Flex Tip 6: Garbage Collection in Flex

March 17, 2008 – 7:34 am

One of the hot-spots in Flash platform is related to memory, how is it distributed inside the runtime environment, memory leaks and of course garbage collection. The way that memory allocation takes place inside Flash is by instantiation, every time a new Object is created, a memory block is created for it. The problem comes when that Object is freed because its block will not always be re-used by the next allocation. The simple “freed” action wont mark it unused, only Garbage Collection will mark it unused, GC that is ONLY triggered by allocations meaning that if there are no instantiations in the application, its memory usage will not change.

Now how GC works in its deeps depends a lot on how you build your application, if you remove event listeners from deleted objects, if you re-use your already created object instances and so on. Garbage Collection IS NOT PREDICTABLE, it cant say that your application is bullet proof, that is not leaking memory.

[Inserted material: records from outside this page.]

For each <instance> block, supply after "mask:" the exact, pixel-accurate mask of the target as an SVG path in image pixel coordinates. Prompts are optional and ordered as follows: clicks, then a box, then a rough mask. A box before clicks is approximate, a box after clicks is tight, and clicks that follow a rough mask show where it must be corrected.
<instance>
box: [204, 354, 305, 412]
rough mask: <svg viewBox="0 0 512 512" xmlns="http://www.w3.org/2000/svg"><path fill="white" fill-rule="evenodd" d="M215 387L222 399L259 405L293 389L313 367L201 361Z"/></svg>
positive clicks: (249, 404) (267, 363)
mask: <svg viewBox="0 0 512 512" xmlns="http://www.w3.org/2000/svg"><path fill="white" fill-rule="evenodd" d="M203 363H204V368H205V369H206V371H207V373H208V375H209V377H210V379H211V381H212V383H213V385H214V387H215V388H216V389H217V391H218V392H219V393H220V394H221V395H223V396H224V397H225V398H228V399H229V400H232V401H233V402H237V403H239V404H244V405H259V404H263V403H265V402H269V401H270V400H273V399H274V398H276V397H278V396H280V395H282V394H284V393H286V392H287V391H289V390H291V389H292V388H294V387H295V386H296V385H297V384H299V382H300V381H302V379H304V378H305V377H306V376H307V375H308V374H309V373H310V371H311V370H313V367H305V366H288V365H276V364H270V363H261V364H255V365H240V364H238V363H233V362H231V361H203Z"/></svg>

One trick that you can use to force a garbage collection in your Flex application is by using this statement:

try
{
      var lc1:LocalConnection = new LocalConnection();
      var lc2:LocalConnection = new LocalConnection();

      lc1.connect( "gcConnection" );
      lc2.connect( "gcConnection" );
}
catch (e:Error) {}

The simple instantiation of LocalConnection will trigger a full garbage collection, a nice solution you can use in your application.
Even using this doesn’t assures use that you don’t have memory leaks inside the app, it really depends on how you write your code, if you write it with GC in mind.

As a reassurance in this matter, next releases will have memory diagnostic tools helping you find any memory leaks your app might have. Until then use the tip with LocalConnection and also there can be made automated test sequences in ActionScript that tests the application without human intervention (like faking mouse or keyboard events).